Long-Term Trends in Profitability: The Recovery of World War Ii
Jerome Levy Economics Institute Working Paper No. 10
24 Pages Posted: 29 Mar 2000
Date Written: October 1988
It has become accepted doctrine among economists that the rate of profit in the United States has declined since the mid-1960s. What is less a matter of agreement is whether this decline represents a stage in a long-term secular decline. In a recent article Dumenil, Glick, and Rangel (1987) reviewed the existing empirical evidence on this topic and found that independent of variation in the definition of the rate of profit. Any series extending back to 1929 reveals a stable or increasing trend. Although two periods of serious decline exist (after World War I and in the late 1950s) they are connected by a "leap forward" during World War II In fact in any measure which does not subtract taxes from profit World War II coincides with a considerable restoration of the rate of profit. This is an important anomaly for Marxists who predict a long-term declining tendency yet it has never been addressed in the empirical literature on this topic.

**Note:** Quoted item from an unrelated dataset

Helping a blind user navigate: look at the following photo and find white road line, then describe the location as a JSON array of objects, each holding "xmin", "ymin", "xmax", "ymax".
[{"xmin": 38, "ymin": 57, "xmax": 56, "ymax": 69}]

There is no doubt that a restoration of the rate of profit discovered in the 1940s questions the relevance of Marx's famous thesis of a falling tendency of the rate of profit in capitalist economics. Certainly when Marx discussed the tendency of the rate of profit he acknowledged the important role of countertendencies. However one would not expect the counter tendencies which Marx discussed to have such a concentrated impact over such a short span of time.
The purpose of the present study is to investigate more carefully this leap forward in profitability. In a first part we will fully explore the statistical characteristics of the leap forward. Specifically we will compare the leap forward with earlier and future fluctuations and trends in profitability (an effort will be made in spite of the deficiencies of the data, to cover a period of 120 years). We will further determine whether the leap forward is invariant to the choice of the definition of the rate of profit or whether it can be explained by a specific choice of statistical categories. A second part will consider whether the leap forward is the expression of changes in the relative price of fixed capital, or a variation in the workweek of capital. The final part will explore whether the leap occurred in specific industries or whether it was a general feature of the economy. In the conclusion we will discuss a number of further alternative explanations.